皇帝、疲れる
「平和だねぇ」
「平和だな」
エナハルト帝国、王城の執務室でボク、ヴィンラントと第一騎士団長のレオンは休憩がてらにお茶を飲んでいた。
皇帝は地味に仕事が多いんだよね。
まだボクが若いからという理由からクーデターを起こそうとする貴族派も無駄に多いし。ボンクラのお父様からの暗殺者も日常茶飯事。
あと神こそ絶対の神殿派なんかも無駄に活気ついてたりしてる。
そういう連中に限って騎士団を取り込もうとするから笑えるんだけどね。
でもボクはこの帝国で実力主義を掲げてる。有能な人材を遊ばせるなんて無駄だしね。
そういう意味では騎士団は叩き上げの人が多く、なぜか取り上げてくれたと考えているのかボクに高い忠誠を捧げてくれる人が多い。

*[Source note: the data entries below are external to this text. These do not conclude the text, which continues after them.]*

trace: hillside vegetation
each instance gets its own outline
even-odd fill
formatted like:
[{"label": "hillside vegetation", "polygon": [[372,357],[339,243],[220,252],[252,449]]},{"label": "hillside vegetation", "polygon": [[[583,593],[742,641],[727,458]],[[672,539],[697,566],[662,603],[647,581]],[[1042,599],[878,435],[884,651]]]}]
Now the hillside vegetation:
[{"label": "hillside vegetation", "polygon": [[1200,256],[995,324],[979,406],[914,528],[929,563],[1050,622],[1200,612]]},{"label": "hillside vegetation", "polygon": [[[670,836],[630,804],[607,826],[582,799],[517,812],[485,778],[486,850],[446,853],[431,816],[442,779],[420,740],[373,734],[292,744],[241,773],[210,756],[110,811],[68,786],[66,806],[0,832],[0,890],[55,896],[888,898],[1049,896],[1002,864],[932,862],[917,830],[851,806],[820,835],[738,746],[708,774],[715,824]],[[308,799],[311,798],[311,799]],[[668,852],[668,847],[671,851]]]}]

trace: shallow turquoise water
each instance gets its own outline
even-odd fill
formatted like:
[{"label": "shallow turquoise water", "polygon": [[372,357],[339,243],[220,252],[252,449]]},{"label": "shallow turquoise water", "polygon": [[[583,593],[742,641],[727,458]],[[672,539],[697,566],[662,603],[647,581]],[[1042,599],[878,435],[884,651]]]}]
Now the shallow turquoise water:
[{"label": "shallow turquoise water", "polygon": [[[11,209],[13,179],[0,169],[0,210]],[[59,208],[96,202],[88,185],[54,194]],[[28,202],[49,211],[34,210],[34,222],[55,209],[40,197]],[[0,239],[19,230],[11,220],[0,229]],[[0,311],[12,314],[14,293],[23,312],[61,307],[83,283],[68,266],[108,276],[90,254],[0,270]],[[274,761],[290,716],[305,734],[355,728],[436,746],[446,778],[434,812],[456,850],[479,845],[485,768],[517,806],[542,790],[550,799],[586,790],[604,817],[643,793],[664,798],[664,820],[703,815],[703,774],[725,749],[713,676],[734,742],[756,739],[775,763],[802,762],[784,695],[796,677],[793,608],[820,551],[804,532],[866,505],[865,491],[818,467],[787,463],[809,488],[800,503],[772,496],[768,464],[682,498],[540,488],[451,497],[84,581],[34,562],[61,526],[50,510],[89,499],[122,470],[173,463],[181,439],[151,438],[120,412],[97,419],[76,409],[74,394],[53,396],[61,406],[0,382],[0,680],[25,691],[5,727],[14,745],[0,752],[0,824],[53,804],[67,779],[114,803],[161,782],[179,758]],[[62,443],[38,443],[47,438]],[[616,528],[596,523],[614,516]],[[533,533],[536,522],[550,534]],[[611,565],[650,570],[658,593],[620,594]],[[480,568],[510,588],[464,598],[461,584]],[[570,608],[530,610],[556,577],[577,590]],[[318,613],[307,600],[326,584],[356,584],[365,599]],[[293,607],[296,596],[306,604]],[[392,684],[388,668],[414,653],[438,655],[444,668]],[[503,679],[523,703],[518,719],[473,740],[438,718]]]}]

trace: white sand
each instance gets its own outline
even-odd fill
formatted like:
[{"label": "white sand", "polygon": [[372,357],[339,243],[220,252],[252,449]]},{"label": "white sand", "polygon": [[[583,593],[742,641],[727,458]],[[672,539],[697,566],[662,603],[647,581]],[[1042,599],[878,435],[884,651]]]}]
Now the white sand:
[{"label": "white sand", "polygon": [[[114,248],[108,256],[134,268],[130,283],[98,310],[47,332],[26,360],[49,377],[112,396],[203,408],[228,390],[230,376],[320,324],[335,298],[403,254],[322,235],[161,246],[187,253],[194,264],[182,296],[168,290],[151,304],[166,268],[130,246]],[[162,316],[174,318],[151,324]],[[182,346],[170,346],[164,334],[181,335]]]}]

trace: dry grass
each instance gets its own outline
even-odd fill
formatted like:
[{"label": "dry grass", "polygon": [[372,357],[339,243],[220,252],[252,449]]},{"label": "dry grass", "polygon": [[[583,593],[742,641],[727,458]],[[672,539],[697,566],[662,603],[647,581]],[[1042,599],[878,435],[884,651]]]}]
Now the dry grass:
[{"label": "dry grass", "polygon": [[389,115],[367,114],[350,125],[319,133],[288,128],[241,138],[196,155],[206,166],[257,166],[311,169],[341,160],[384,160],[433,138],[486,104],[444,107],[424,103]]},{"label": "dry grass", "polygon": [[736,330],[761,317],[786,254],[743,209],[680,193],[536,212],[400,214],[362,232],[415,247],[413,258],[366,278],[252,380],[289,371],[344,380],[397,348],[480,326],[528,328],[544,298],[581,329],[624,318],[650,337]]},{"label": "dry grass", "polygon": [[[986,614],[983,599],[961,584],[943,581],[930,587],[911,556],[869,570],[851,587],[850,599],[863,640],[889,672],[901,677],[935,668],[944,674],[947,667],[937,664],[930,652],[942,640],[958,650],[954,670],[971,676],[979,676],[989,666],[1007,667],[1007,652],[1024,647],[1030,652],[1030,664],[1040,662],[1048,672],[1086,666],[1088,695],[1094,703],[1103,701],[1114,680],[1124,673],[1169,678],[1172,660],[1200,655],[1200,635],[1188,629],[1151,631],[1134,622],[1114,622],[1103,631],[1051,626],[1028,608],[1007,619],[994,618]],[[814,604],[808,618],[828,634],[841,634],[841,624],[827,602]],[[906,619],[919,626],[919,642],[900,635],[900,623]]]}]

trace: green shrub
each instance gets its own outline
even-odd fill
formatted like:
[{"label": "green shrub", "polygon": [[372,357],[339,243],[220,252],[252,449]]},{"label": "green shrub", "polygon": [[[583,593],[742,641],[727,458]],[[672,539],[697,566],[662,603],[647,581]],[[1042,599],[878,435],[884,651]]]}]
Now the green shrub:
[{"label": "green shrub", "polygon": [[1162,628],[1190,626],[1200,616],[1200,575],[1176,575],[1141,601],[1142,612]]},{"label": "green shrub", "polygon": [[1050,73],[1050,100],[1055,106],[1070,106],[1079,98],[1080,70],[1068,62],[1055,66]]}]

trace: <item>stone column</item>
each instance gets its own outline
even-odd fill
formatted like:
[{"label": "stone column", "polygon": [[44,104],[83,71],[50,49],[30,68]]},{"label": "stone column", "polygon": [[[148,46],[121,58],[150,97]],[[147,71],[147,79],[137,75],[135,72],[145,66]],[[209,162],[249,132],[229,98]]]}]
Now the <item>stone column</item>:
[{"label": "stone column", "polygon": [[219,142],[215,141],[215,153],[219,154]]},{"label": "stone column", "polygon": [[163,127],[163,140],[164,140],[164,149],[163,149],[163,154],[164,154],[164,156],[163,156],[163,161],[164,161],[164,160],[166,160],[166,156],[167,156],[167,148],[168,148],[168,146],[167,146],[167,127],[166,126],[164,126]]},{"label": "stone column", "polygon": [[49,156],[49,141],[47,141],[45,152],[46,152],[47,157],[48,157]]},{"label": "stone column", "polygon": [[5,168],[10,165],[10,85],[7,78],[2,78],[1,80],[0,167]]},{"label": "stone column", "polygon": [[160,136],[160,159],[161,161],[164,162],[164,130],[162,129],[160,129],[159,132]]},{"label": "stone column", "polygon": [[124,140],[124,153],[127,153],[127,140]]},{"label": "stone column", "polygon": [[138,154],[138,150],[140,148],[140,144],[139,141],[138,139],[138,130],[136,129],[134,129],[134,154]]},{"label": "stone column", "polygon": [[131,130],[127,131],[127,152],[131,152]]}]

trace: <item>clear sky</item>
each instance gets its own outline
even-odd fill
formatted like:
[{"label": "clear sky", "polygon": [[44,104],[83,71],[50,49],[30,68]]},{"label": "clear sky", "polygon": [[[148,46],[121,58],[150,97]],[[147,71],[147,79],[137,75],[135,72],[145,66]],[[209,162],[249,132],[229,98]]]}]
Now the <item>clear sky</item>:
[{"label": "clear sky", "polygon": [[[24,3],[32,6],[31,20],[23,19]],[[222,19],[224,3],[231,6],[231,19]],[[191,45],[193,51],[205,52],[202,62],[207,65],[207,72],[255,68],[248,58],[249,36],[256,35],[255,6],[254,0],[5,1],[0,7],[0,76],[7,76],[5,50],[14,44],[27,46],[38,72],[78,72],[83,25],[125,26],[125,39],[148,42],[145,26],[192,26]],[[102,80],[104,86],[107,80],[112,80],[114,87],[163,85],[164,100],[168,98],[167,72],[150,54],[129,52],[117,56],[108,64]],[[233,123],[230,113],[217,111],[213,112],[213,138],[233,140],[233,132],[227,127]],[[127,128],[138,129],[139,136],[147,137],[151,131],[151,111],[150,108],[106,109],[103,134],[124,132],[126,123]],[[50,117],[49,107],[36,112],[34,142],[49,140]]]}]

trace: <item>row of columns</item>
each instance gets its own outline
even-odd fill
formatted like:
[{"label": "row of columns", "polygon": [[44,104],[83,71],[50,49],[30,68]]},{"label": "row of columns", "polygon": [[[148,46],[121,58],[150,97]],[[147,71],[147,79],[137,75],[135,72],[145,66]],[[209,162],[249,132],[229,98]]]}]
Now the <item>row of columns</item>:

文官の方も無能な貴族よりも有能な平民を起用している方が多いから支持が高い。
つまり王都内だけで言えばクーデターなんて企んだ時点でバレちゃうんだよ。
「それでもクーデターが減らないのはやっぱりボクが舐められてるからかな?」
「やり方が緩いからだろ? 普通クーデターを起こした連中は一族全部が打首だが領地取り上げで済ませてるしな」
「まだ未然だったし?」
だって連絡くるの早いからね。
クーデターが起こる前に潰されてるし。
「それでも皇帝に弓を引いたんだ。殺しておいた方があとが楽だろ?」
「やだやだ、騎士は考え方が殺伐としてさ」
貴族の連中ももう少し頭を使えばいいのに。
クーデターを起こす暇があれば領地をちゃんと面倒みなよ。
「今のとこは情報は来てないんでしょ?」
「ああ、バカが減ったのはいいことだ。準備をしてる馬鹿はいるがな」
「これでイルゼを帝国に呼べるね」
「……本当に呼ぶ気か?」
「もちろん」
なにせ友好的にしときたいしね。
帝国が大陸最強といっても災害の森、いや、いまはアヴェイロンか。アヴェイロンの魔獣や精霊が相手では善戦はできても勝つことなんてできないだろうしね。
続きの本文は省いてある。